When Things Work

Isn't it nice when things actually work?

Check out this amazing video from Honda.

Apparently everything in the video happened in real time with no special effects, and took 606 takes!

2 comments:

Aaron Geist said...

I don't buy it. Especially when the tires roll uphill!

Brian Eberly said...

Here is the Official Disclaimer. The last paragraph addresses the tires rolling uphil.

Official Disclaimer: There are NO computer graphics or digital tricks in the film you are about to see. Everything you see really happened in real time, exactly as you see it. The film required 606 takes. On the first 605 takes, something, usually very minor, didn't work. They would then have to set the whole thing up again. The crew spent weeks shooting night and day. By the time it was over, they were ready to change professions.

The film cost 6 million dollars and took three months to complete, including a full engineering of the sequence. In addition, it's two minutes long so every time Honda airs the film on British television, they're shelling out enough dough to keep any one of us in clover for a lifetime. However, it is fast becoming the most downloaded advertisement in Internet history.
Honda executives figure the ad will soon pay for itself simply in "free" viewings. (Honda isn't paying a dime to have you watch this commercial!) When the ad was pitched to senior executives, they signed off on it immediately without any hesitation --- including the costs.

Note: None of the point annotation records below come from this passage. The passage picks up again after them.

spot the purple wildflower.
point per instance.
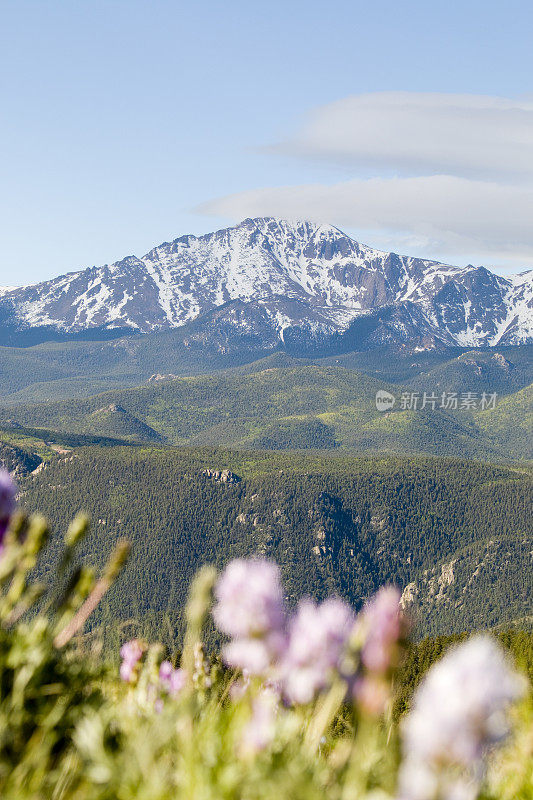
(458, 711)
(250, 600)
(8, 502)
(318, 635)
(250, 609)
(131, 653)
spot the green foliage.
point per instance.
(70, 729)
(335, 524)
(284, 407)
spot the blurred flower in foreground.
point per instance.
(8, 502)
(318, 635)
(250, 599)
(250, 609)
(131, 654)
(458, 712)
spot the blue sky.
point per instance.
(128, 123)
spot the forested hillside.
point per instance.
(283, 407)
(455, 535)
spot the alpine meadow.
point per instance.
(266, 487)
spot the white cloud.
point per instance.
(455, 174)
(438, 213)
(422, 133)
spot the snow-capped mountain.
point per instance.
(303, 276)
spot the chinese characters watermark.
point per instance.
(445, 401)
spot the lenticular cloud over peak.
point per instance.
(414, 133)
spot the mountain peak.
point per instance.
(330, 280)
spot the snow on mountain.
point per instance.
(293, 274)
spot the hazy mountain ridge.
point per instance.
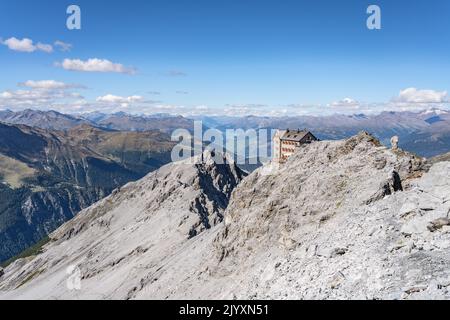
(342, 219)
(117, 121)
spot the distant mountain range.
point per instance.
(346, 219)
(48, 176)
(118, 121)
(425, 133)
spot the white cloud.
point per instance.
(48, 85)
(44, 47)
(39, 94)
(62, 46)
(346, 103)
(26, 45)
(413, 95)
(95, 65)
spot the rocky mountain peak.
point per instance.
(341, 219)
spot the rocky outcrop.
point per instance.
(340, 220)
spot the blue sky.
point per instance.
(229, 57)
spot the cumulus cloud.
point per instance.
(49, 85)
(346, 103)
(62, 46)
(413, 95)
(95, 65)
(39, 94)
(26, 45)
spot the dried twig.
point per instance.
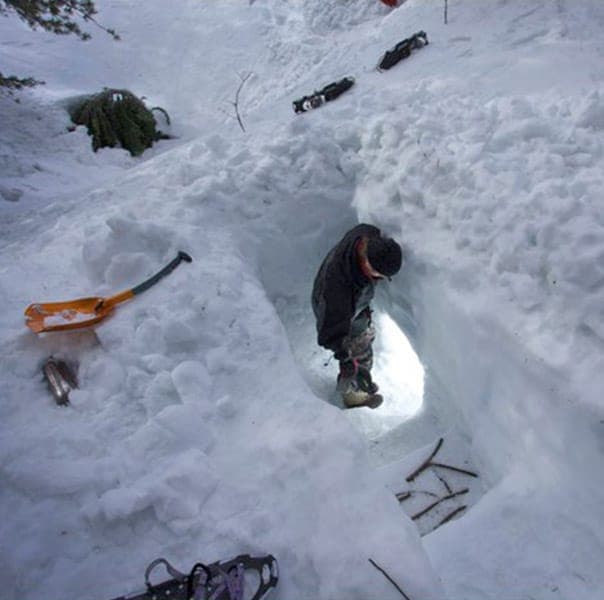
(235, 103)
(444, 482)
(456, 469)
(389, 579)
(428, 508)
(426, 463)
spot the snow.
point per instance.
(206, 422)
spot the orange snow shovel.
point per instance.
(74, 314)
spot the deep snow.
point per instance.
(206, 422)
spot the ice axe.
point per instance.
(74, 314)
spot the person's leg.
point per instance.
(357, 391)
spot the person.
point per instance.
(342, 292)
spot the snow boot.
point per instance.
(234, 579)
(359, 390)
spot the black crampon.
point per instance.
(403, 50)
(228, 580)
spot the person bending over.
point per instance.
(342, 292)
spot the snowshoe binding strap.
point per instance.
(174, 573)
(230, 580)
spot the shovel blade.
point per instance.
(61, 316)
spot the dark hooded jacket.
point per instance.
(341, 291)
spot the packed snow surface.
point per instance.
(206, 423)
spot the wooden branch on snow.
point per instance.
(456, 469)
(389, 579)
(235, 104)
(428, 508)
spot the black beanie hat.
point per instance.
(384, 255)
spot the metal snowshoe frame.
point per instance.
(217, 581)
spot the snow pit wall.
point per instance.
(514, 408)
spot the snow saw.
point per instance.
(402, 50)
(234, 579)
(84, 312)
(330, 92)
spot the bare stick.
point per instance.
(451, 515)
(456, 469)
(235, 104)
(421, 513)
(426, 463)
(389, 579)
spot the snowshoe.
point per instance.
(60, 378)
(234, 579)
(403, 50)
(328, 93)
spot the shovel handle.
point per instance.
(145, 285)
(161, 274)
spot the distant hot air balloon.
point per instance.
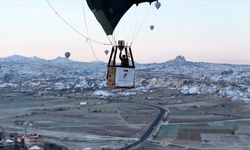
(67, 55)
(157, 5)
(152, 27)
(106, 52)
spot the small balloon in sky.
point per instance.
(67, 55)
(157, 5)
(106, 52)
(152, 27)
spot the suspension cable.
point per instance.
(73, 28)
(88, 37)
(141, 26)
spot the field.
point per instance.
(108, 123)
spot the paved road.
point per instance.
(150, 130)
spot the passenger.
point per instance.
(124, 60)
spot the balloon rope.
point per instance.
(147, 16)
(86, 26)
(73, 28)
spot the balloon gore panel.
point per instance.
(110, 12)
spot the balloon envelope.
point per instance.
(152, 27)
(67, 55)
(157, 5)
(109, 12)
(106, 52)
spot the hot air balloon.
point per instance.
(157, 5)
(106, 52)
(152, 27)
(67, 55)
(109, 13)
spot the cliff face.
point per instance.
(37, 75)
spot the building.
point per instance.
(33, 142)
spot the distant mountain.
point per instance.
(43, 76)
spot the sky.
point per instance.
(215, 31)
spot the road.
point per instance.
(150, 130)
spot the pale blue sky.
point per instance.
(201, 30)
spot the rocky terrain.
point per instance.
(34, 74)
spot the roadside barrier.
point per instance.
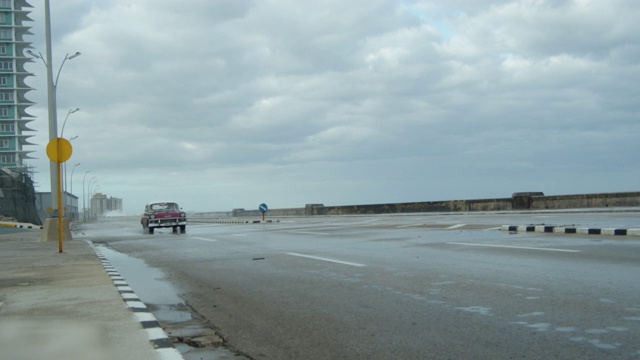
(570, 230)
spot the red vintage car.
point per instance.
(163, 214)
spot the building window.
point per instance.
(6, 96)
(7, 159)
(7, 127)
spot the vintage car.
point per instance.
(163, 214)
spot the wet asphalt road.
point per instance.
(403, 287)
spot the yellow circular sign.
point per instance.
(59, 150)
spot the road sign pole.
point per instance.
(60, 209)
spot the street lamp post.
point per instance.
(84, 206)
(71, 111)
(64, 181)
(90, 199)
(71, 182)
(51, 98)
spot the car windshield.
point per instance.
(163, 206)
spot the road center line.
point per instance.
(325, 259)
(205, 239)
(514, 247)
(307, 232)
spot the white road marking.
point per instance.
(514, 247)
(205, 239)
(325, 259)
(307, 232)
(408, 225)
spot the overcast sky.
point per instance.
(223, 104)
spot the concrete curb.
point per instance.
(570, 230)
(157, 337)
(20, 225)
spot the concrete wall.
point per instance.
(601, 200)
(518, 201)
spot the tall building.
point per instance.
(17, 193)
(13, 103)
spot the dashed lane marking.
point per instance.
(204, 239)
(514, 247)
(326, 259)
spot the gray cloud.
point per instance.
(225, 104)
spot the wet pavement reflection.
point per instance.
(189, 333)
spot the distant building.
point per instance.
(69, 203)
(17, 194)
(13, 89)
(102, 205)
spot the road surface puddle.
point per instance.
(190, 334)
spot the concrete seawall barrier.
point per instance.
(517, 201)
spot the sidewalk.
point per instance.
(63, 305)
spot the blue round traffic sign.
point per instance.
(263, 208)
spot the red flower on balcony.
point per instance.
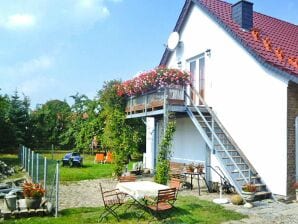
(153, 79)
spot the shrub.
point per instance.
(237, 200)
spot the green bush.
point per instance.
(164, 154)
(237, 200)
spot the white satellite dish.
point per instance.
(173, 41)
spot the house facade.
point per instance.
(244, 65)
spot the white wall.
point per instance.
(249, 99)
(150, 136)
(188, 145)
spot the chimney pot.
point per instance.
(242, 14)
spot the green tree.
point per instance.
(83, 124)
(120, 135)
(5, 129)
(19, 121)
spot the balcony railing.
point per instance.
(155, 100)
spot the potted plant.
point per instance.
(33, 193)
(295, 186)
(200, 168)
(248, 191)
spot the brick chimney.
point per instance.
(242, 14)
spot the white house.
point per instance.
(244, 65)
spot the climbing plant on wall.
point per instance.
(164, 154)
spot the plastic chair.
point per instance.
(99, 158)
(109, 158)
(164, 202)
(175, 183)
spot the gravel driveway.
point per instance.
(86, 194)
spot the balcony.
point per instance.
(156, 102)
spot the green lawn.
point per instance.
(87, 172)
(188, 210)
(12, 161)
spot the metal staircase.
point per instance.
(234, 163)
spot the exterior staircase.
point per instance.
(236, 166)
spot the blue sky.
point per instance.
(51, 49)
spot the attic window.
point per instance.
(255, 34)
(267, 44)
(293, 61)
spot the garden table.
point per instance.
(139, 189)
(192, 174)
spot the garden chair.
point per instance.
(112, 200)
(175, 182)
(109, 158)
(99, 158)
(131, 178)
(164, 202)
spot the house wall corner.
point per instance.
(292, 113)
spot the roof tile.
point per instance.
(282, 36)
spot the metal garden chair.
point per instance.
(112, 200)
(164, 202)
(131, 178)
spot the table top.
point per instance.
(140, 189)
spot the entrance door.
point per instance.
(296, 137)
(197, 71)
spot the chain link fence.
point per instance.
(44, 171)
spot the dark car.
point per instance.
(72, 159)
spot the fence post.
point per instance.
(45, 173)
(37, 168)
(57, 189)
(26, 152)
(32, 166)
(23, 158)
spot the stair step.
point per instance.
(237, 171)
(231, 156)
(260, 195)
(228, 150)
(232, 164)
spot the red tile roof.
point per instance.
(272, 41)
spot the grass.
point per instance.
(89, 170)
(188, 209)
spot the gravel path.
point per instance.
(86, 194)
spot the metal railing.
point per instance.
(155, 99)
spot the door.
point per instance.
(197, 76)
(296, 137)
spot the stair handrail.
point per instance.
(218, 140)
(214, 116)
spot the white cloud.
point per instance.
(20, 21)
(27, 68)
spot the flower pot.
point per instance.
(33, 203)
(11, 202)
(248, 196)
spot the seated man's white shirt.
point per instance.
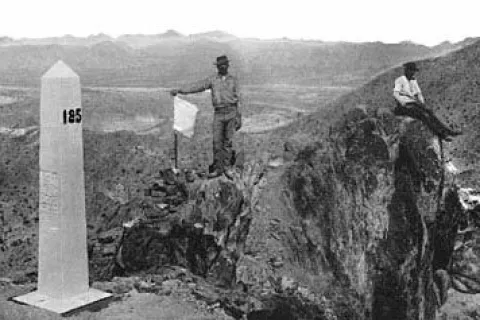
(405, 91)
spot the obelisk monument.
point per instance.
(62, 260)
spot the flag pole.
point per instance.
(175, 148)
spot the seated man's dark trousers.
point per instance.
(425, 115)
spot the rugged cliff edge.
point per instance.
(380, 207)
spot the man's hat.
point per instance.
(221, 60)
(411, 66)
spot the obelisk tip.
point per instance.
(60, 70)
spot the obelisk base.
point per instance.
(62, 306)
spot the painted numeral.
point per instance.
(72, 116)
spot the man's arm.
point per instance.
(238, 93)
(418, 94)
(196, 87)
(398, 94)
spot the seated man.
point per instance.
(410, 102)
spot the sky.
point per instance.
(427, 22)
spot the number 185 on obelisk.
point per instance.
(62, 260)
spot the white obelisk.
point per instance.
(62, 260)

There are six and only six hand-made Accords in the world. To the horror of Honda engineers, the filmmakers disassembled two of them to make the film. Everything you see in the film (aside from the walls, floor, ramp, and complete Honda Accord) is parts from those two cars.

The voiceover is Garrison Keillor.


When the ad was shown to Honda executives, they liked it and commented on how amazing computer graphics have gotten. They fell off their chairs when they found out it was for real. Oh. ... about those funky windshield wipers:

On the new Accords, the windshield wipers have water sensors and are designed to start functioning automatically as soon as they become wet It looks a bit odd in the commercial.

As amazing as this is, ! the commercial is actually based on an earlier film from the 1970s called "How Things Move" by two Swiss self-destructing artifacts artists.


P.S. Some sharp-eyed folks claim that tires rolling UPHILL necessarily require computer-generated effects. Not so. The sequence where the tires roll up a slope looks particularly impressive but is very simple. There is a weight [in each] tire and when the tire is knocked, the weight is displaced and in an attempt to rebalance itself, the tire rolls up the slope.